Разногласия более вероятны при обмене, когда участники обмена не согласны в оценке их иерархического отношения и, следовательно, в оценке степени волевого неравенства. Дело в том, что равные затраты воли при обмене не удовлетворяют принцип равноценности, если у участников обмена — различное иерархическое положение: при плате волей низший платит больше. Противоречия нет, ибо считается, что воля высшего более ценна, более «концентрирована», но не всегда есть согласие о том, в какой степени. Поэтому тем более ценно изобретение денег, как обменного эквивалента, так что оценки могут быть обоснованы ссылкой на соотнесение к эквиваленту (деньгам) согласно опыту предыдущих сделок и ссылкой на авторитет коллективной воли. Часто это устраняет конфликт, и именно поэтому в волевом обмене предпочитают пользоваться признанными коллективной волей оценками в эквиваленте. Здесь коллективную волю следует понимать более широко, чем просто воля государства. Рынок с большим количеством участников создает свою коллективную волю.

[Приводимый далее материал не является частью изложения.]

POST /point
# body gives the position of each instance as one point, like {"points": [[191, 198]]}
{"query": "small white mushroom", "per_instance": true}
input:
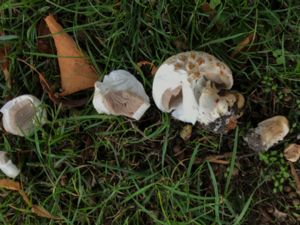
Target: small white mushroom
{"points": [[22, 114], [292, 152], [268, 133], [7, 166], [121, 93], [188, 85]]}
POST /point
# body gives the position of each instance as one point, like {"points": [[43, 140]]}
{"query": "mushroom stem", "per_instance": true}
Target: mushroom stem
{"points": [[7, 166]]}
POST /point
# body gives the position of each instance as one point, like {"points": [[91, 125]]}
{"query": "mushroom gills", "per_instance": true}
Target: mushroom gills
{"points": [[120, 93], [267, 134], [189, 85], [22, 114]]}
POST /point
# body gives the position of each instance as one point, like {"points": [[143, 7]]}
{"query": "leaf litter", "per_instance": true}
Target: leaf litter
{"points": [[75, 71], [36, 209]]}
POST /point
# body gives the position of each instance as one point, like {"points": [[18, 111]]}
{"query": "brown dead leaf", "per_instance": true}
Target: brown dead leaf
{"points": [[15, 186], [41, 212], [292, 152], [243, 44], [10, 184], [75, 71], [55, 98], [153, 68]]}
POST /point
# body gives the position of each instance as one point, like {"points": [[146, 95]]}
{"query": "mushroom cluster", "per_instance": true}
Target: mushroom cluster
{"points": [[194, 86]]}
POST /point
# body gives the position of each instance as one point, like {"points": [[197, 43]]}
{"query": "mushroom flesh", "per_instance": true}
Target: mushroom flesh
{"points": [[267, 134], [120, 93], [191, 86], [7, 166], [22, 114]]}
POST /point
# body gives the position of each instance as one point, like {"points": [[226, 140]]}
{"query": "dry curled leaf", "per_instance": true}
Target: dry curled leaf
{"points": [[243, 44], [292, 152], [15, 186], [65, 103], [75, 71]]}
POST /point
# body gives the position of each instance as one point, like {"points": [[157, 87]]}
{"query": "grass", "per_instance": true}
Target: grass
{"points": [[97, 169]]}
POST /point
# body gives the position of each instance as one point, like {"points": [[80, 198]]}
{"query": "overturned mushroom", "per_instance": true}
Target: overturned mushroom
{"points": [[292, 152], [22, 114], [7, 166], [268, 133], [191, 86], [121, 93]]}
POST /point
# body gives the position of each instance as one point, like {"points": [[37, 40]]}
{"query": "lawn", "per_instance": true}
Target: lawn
{"points": [[89, 168]]}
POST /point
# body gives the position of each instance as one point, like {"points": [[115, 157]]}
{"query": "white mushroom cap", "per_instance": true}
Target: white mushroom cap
{"points": [[182, 86], [268, 133], [7, 166], [121, 93], [22, 114]]}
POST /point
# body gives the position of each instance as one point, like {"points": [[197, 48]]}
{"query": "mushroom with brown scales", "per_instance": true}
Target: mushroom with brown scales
{"points": [[7, 166], [267, 134], [22, 114], [120, 93], [194, 86]]}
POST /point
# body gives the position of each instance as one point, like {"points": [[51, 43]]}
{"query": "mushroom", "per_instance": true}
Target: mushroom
{"points": [[268, 133], [22, 114], [190, 85], [120, 93], [7, 166], [292, 152]]}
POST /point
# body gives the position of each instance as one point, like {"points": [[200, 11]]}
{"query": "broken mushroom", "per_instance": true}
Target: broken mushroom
{"points": [[22, 114], [268, 133], [292, 152], [7, 166], [121, 93], [191, 86]]}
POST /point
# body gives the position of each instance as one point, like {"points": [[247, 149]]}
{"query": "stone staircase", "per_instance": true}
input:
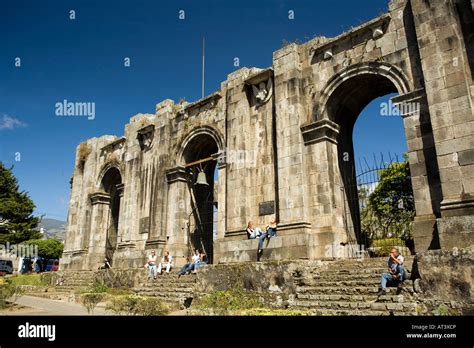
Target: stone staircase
{"points": [[349, 287], [169, 288], [68, 281]]}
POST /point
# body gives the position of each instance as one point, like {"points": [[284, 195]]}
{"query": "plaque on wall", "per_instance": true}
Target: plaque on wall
{"points": [[266, 208]]}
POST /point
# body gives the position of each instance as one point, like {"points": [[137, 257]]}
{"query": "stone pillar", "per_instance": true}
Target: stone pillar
{"points": [[293, 192], [221, 200], [326, 190], [100, 217], [440, 28], [423, 167]]}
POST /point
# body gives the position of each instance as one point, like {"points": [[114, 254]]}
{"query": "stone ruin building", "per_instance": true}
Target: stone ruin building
{"points": [[277, 143]]}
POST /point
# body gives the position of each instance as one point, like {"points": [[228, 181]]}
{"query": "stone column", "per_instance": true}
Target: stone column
{"points": [[325, 188], [423, 167], [221, 200], [293, 192], [445, 60], [100, 217]]}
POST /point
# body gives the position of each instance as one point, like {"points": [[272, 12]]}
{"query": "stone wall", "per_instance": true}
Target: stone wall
{"points": [[281, 139], [447, 280]]}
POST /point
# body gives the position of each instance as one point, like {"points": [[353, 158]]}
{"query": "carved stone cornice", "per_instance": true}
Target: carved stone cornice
{"points": [[323, 130], [177, 174], [99, 198]]}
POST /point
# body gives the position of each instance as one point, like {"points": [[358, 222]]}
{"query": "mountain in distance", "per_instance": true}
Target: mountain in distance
{"points": [[53, 229]]}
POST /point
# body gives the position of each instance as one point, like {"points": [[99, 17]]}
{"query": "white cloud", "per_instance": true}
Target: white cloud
{"points": [[8, 122]]}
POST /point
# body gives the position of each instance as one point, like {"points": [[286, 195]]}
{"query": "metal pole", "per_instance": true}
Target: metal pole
{"points": [[203, 48]]}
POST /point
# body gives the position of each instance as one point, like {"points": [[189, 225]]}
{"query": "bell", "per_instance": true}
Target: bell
{"points": [[201, 179]]}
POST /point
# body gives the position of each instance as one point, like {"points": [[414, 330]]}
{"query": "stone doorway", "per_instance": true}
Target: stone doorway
{"points": [[343, 107], [112, 185], [200, 156]]}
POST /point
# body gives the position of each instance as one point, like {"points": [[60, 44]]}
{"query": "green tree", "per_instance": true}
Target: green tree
{"points": [[17, 222], [390, 206], [47, 248]]}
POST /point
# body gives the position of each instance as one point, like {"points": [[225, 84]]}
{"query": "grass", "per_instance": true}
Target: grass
{"points": [[27, 279], [137, 305], [230, 300], [272, 312]]}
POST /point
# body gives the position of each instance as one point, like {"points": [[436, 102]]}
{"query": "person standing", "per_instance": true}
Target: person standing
{"points": [[252, 231], [190, 265], [151, 264], [396, 271], [166, 262], [270, 231]]}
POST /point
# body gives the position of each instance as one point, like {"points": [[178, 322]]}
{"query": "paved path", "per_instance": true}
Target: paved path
{"points": [[44, 306]]}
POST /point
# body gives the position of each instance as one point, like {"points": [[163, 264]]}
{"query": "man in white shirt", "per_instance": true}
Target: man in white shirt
{"points": [[190, 265], [166, 262], [396, 271], [151, 264]]}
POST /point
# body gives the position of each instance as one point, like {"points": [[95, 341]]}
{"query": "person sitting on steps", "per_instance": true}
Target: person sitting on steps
{"points": [[190, 266], [395, 274], [166, 262], [252, 231], [270, 231], [202, 261], [151, 265]]}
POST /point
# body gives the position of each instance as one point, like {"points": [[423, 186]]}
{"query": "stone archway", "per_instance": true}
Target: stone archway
{"points": [[198, 154], [341, 103], [111, 190]]}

Источником конфликтов часто являются случаи, когда обмен начат без предварительного соглашения (например, неожиданная помощь). Распространен волевой обмен с молчаливыми оценками, с предположением постоянной готовности к волевому обмену.

Различие иерархического положения учитывается еще и в том, что, казалось бы, равноценные вклады при обмене требуют разной затраты воли, поэтому слабая сторона часто претендует на большую выгоду в обмене (говорят: «Ну что ему это стоит».). Однако, если положение участников обмена близко, то учет этого одним из участников обмена и предложение большей выгоды контрагенту иногда воспринимаются как унижение (т.е. непризнание того иерархического положения контрагента, на которое он претендует). Действительно, предоставление контрагенту большей выгоды в обмене часто используется как прием иерархического возвышения. Реакцией на это является у некоторых людей мелочная щепетильность (продиктованная автоматизмом иерархического роста) — стремление не остаться ни у кого в долгу, отблагодарить за любую мелочь.

Существует некоторый, различный для разных иерархических слоев объем воли, который человек отдает безвозмездно (уступить дорогу, услужить прохожему, подать милостыню). Безвозмездность условная — можно рассматривать это как плату за признание окружающими иерархического положения, на которое претендует такой щедрый человек. Объем безвозмездных волевых взносов используется для характеристики иерархического положения и часто для демонстрации своего положения (например, рекламируемый взнос на благотворительность, пренебрежение упавшей монетой). В обществах с ограниченными возможностями иерархического роста и иерархической демонстрации, как например в России, какой я ее помню, помощь ближнему культивируется в большей степени, чем в обществах со свободным иерархическим развитием.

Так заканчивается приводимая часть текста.